By Andrew Matamoros, PhD
My first memory of Dr. Baas (visit lab) is from his Core II lecture on microtubules. Armed with only a marker and a white board, Dr. Baas walked us through the biology and importance of microtubules in the nervous system. We had to devise experiments to answer questions regarding neuronal microtubules. I get excited about these types of classes, so I raised my hand several times during class. After class, Dr. Baas asked me to see him in his office. Truthfully, I thought I was in trouble! Luckily, I was not. He told me that he was happy to see my enthusiasm in class and wanted to discuss a project that had the potential to promote regeneration following a nerve injury by targeting microtubules. This was the start of my dissertation work in the Baas lab.
If a city were a cell, microtubules are like the support beams in buildings and the highways we travel on. Microtubules are especially important in neurons of the nervous system to maintain a structure called the axon. The axon is responsible for transmitting chemoelectrical signals from one cell to the next, and this cellular communication allows our body to function and our minds to think. If an axon is severed or injured, it is no longer capable of proper communication. The regenerative capacity of injured adult axons is limited, particularly in the central nervous system. Injured axons degenerate because they encounter obstacles such as scar tissue and inhibitory molecules, lack growth factors, and exhibit a much slower growth rate than a juvenile axon. Microtubules are an attractive target for therapy because they are crucial for the advance of a regenerating axon.

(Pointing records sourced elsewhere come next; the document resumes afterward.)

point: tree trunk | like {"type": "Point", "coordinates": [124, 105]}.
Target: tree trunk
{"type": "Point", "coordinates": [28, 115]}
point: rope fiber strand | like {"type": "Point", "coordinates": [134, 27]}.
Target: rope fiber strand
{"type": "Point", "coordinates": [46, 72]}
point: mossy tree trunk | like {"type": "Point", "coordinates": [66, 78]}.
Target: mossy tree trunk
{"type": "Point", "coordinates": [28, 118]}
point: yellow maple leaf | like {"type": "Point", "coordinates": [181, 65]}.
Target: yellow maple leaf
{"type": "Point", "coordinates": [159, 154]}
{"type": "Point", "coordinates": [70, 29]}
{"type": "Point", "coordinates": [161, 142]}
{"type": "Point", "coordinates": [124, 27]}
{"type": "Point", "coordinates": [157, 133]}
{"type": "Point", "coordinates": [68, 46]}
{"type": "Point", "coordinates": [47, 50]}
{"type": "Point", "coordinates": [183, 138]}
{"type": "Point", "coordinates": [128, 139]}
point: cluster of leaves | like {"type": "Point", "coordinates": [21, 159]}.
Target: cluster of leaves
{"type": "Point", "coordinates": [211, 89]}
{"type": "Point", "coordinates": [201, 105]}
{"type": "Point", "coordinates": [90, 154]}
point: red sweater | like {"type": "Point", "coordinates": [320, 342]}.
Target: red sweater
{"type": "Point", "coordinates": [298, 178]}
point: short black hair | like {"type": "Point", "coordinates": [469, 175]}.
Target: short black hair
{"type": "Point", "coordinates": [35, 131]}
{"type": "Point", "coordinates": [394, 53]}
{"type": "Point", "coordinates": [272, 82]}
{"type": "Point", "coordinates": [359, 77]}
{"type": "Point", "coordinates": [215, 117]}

Microtubules in the axon consist of a stable region and a labile region, each of which has distinct properties and duties. The labile region is responsible for polymerizing more microtubule mass from free tubulin. My thesis work attempted to add labile microtubule mass to the regenerating axon by protecting the labile regions of the microtubules. This approach would mimic a state of axonal growth when labile microtubule mass is abundant. To accomplish this, I knocked-down a microtubule severing protein called fidgetin. You can think of fidgetin as gardening sheers that are used to prune plant growth; knocking-down fidgetin results in a notable boost in the microtubule mass of the axon via preservation of the labile mass from fidgetin’s severing activity. As a result, axons grow faster, even on unfavorable substrates associated with spinal cord injury (SCI) as well as in vivo following a nerve-crush injury.
There are many novel microtubule-associated proteins, and, along with fidgetin, several have been implicated in regulating the microtubules in the growth cones of axons. I created a medium-throughput workflow for other microtubule associated proteins to be tested in the Baas lab for augmenting nerve regeneration both in vitro and in vivo. Hopefully one day we will be able to utilize microtubules to help repair injured and degenerating axons. Microtubules are a lot like the bones in our body. If you break your arm, you must grow new bone for your arm to heal. If you injure an axon, you must restore microtubule mass for it to function properly and grow. Any therapy that helps an axon regenerate, must converge on microtubules. Approximately 50 years ago tubulin was first discovered and a variety of anti-cancer drugs that targeted microtubules followed. Hopefully, over the next 50 years, microtubules can help heal injured nerve cells.